Armenia’s government will encourage ethnic Armenians living abroad to relocate to their historical homeland in an effort to address its demographic problems, President Serzh Sarkisian said on Monday.
Sarkisian urged Armenian Diaspora organizations to assist in that endeavor as he addressed hundreds of their representatives attending a government-organized conference in Yerevan. He also renewed his calls for greater Diaspora investments in the struggling Armenian economy.
“We note that demographic trends in our country are extremely concerning and result from many objective and subjective factors of the last 25 years,” he said in a long speech delivered at the Sixth Armenia-Diaspora Conference. “In the coming years, our efforts will be aimed at speeding up the natural growth of Armenia’s population and substantially changing the emigration-to-immigration ratio.
“We have declared that our goal is to ensure that Armenia has at least 4 million residents by 2040. Obviously we would have trouble attaining that goal only by increasing the birth rate, prolonging life expectancy and taking other steps to improve the demographic picture.”
The ambitious goal, he went on, also requires “achieving serious indicators of immigration into Armenia” in the next 25 years. “In my view, the realization of this objective will be the main subject of the next Armenia-Diaspora conferences,” he said.
“I believe that we are ripe for seriously discussing the issue of organizing repatriation,” declared Sarkisian.
There are an estimated 8 million to 9 million ethnic Armenians around the world. Only up to 3 million of them live in Armenia. Most of the others reside in Russia, the United States, Europe and the Middle East.
Throughout Sarkisian’s nearly decade-long rule, scores of Armenia’s citizens have continued to leave their country for primarily economic reasons. Opposition politicians and other critics of the Armenian government blame the emigration on what they see as the Sarkisian administration’s failed economic policies and unwillingness to enforce the rule of law in the country.
Some participants of the forum were skeptical about Sarkisian’s statement, saying that the authorities in Yerevan should ease socioeconomic hardship in Armenia and stop people leaving the country before setting such demographic targets.
“I don’t believe in utopias,” said Stepan Hovakimian, a representative of the Armenian labor unions in Los Angeles. “I only believe in real work.”
“Thirty thousand Syrian Armenians came to Armenia. How many of them stayed here?” said Vasken Kasemjian, head of the Social Democrat Hnchakian Party in Britain. “There are still problems in Gyumri. More than 25 years have passed since the  earthquake but there are still homeless people there.”
“Let them solve those problems before speaking of grandiose programs,” he added.
In his speech, Sarkisian again called on wealthy entrepreneurs from the Diaspora to invest in Armenia. “All necessary conditions for doing that and the right business environment have been created in Armenia,” he claimed.
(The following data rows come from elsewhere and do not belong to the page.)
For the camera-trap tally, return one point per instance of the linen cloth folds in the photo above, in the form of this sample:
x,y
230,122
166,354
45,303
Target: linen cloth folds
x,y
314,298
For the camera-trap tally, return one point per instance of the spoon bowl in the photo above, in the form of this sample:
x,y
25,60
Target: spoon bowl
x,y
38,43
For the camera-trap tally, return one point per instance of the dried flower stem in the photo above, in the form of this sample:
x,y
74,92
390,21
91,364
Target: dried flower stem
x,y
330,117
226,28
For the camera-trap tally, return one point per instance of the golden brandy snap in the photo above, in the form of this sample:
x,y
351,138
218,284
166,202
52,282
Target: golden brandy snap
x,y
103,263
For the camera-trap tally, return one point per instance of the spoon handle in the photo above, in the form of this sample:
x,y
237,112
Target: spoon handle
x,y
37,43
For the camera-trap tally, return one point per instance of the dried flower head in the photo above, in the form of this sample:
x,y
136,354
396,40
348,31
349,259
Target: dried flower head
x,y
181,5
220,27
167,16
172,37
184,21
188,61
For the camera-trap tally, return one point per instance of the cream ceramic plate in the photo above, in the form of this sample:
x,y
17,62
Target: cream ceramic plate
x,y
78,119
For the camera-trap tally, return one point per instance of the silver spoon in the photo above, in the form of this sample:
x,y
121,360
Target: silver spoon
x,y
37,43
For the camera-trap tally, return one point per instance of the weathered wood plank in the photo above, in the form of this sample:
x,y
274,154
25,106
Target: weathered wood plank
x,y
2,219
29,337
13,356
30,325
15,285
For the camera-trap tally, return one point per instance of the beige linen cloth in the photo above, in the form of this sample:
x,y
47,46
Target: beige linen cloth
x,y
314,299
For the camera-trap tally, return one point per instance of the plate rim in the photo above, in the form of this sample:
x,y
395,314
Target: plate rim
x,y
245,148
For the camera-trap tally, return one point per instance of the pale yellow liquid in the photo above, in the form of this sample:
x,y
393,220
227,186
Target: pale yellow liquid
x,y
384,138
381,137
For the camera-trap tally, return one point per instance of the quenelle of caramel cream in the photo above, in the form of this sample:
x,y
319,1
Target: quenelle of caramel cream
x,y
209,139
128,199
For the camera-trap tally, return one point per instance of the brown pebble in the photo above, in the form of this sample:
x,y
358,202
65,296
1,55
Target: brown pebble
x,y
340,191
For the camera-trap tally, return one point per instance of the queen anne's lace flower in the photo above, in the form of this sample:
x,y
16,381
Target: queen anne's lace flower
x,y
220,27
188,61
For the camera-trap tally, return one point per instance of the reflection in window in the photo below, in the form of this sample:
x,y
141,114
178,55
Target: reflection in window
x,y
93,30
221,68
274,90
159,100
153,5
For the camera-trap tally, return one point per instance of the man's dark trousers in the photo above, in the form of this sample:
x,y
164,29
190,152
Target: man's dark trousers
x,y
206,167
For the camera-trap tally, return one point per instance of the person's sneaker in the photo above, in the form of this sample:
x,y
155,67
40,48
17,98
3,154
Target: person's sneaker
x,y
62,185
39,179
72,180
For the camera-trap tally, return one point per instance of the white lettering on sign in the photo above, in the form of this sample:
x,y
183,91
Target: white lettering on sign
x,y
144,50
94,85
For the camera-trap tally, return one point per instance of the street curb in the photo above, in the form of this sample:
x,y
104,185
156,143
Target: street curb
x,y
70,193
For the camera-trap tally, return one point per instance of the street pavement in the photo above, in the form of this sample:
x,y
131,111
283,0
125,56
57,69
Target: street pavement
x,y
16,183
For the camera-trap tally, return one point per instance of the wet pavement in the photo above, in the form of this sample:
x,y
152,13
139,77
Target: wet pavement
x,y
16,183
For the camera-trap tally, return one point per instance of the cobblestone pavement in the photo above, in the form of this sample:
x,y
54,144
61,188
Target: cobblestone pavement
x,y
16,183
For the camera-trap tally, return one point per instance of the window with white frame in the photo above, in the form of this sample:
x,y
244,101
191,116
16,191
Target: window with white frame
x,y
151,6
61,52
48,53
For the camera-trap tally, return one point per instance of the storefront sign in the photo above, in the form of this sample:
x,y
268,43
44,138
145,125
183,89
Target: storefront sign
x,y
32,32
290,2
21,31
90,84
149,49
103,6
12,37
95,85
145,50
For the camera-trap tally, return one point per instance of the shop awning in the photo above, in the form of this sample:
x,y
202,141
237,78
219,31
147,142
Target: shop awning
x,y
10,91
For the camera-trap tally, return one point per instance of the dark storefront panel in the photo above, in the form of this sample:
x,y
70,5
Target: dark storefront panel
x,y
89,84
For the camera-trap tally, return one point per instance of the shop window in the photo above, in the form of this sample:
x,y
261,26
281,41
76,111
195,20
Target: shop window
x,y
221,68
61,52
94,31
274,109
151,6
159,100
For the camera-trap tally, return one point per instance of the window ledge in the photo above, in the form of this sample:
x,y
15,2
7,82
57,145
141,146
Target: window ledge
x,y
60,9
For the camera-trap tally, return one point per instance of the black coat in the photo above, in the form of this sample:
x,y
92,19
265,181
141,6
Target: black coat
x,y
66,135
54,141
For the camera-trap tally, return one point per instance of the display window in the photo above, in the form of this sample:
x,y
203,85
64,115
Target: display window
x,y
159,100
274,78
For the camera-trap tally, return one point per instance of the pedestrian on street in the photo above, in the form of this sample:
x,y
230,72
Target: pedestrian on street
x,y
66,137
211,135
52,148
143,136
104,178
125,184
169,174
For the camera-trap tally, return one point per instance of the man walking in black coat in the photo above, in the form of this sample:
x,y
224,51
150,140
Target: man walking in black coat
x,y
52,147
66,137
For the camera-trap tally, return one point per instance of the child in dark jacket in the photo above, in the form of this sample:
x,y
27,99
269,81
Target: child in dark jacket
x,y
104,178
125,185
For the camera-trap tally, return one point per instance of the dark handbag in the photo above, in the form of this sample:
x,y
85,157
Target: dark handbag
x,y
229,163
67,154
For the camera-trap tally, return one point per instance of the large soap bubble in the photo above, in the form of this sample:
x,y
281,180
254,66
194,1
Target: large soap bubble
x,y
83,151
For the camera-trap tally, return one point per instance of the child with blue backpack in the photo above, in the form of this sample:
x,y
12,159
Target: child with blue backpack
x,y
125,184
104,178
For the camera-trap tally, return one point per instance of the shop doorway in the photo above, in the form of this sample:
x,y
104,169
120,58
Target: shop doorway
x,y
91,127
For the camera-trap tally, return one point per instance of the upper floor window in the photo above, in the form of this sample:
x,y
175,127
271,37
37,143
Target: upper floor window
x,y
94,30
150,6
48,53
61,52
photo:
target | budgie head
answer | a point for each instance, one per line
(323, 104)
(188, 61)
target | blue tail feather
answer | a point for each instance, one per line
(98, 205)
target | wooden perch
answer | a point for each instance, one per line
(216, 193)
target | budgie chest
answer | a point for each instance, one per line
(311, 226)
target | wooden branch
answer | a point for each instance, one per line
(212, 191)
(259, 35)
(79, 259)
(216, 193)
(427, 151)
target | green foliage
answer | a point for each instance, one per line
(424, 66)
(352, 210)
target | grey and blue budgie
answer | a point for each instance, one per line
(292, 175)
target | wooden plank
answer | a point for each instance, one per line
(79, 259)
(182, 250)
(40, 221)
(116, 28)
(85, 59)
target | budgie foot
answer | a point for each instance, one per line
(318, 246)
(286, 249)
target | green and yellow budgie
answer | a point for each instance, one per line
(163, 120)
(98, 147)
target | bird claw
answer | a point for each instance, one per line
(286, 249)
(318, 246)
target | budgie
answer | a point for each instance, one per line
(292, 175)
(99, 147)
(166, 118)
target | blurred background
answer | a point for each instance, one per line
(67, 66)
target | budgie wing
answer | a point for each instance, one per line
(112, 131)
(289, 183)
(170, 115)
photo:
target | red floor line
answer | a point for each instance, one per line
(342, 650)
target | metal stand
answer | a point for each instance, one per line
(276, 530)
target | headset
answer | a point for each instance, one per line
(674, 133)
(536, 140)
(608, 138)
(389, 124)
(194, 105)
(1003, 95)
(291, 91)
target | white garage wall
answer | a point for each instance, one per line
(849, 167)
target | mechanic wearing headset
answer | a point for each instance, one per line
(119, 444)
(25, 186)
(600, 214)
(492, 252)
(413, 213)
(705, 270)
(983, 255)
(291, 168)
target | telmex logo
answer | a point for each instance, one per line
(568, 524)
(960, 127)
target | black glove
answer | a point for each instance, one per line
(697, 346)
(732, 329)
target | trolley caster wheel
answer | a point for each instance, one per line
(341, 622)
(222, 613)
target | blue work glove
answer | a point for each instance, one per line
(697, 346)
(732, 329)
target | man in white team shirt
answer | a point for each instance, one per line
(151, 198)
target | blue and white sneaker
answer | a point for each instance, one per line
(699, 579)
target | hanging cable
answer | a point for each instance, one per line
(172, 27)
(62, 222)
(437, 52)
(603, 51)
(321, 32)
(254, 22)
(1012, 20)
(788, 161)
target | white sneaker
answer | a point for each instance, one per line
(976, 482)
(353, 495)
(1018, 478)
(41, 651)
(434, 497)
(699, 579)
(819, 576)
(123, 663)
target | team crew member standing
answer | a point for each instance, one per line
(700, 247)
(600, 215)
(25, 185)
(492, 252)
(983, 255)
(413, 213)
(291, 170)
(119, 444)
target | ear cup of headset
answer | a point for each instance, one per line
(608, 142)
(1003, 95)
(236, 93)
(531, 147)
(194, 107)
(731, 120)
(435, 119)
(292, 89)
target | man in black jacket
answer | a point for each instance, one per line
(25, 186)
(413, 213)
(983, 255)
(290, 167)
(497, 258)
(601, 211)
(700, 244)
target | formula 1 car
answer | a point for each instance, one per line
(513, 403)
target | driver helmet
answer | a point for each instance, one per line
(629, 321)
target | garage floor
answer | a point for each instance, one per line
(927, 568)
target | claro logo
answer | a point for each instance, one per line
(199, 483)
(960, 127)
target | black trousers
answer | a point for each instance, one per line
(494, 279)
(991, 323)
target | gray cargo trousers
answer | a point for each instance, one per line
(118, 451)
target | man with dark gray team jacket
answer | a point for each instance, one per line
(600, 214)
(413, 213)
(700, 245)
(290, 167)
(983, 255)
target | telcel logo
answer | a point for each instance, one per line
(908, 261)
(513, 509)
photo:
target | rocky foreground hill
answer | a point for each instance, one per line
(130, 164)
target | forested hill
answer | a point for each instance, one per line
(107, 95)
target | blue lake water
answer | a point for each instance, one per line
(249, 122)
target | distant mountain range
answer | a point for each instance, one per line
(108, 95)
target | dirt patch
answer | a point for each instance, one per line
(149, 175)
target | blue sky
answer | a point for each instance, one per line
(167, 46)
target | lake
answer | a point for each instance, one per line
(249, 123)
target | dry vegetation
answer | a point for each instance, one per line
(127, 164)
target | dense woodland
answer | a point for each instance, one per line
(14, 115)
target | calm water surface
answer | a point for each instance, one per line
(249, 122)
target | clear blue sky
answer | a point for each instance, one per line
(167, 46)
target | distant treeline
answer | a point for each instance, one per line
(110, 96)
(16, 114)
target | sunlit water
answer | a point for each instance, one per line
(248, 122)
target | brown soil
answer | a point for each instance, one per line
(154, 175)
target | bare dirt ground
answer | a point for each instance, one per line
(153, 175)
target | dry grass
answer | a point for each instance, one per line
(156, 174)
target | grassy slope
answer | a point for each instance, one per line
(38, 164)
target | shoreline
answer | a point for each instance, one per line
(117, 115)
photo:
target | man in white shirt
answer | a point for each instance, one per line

Greater Diaspora investments in the Armenian economy have been hampered by the country’s flawed business environment. While some wealthy ethnic Armenian entrepreneurs from Russia, the United States and other parts of the world have set up shop in the country, many others have been scared away by government corruption and a lack of judicial independence.
Those problems are apparently not on the agenda of the Diaspora-Armenia conference that got underway on Monday.Representatives of Armenia’s main opposition groups were not invited to participate in the forum.
Nikol Pashinian, a leader of the opposition Yelk bloc, condemned the snub. “This and several other facts prove that the event is meant to be a PR stunt by Serzh Sarkisian,” he claimed.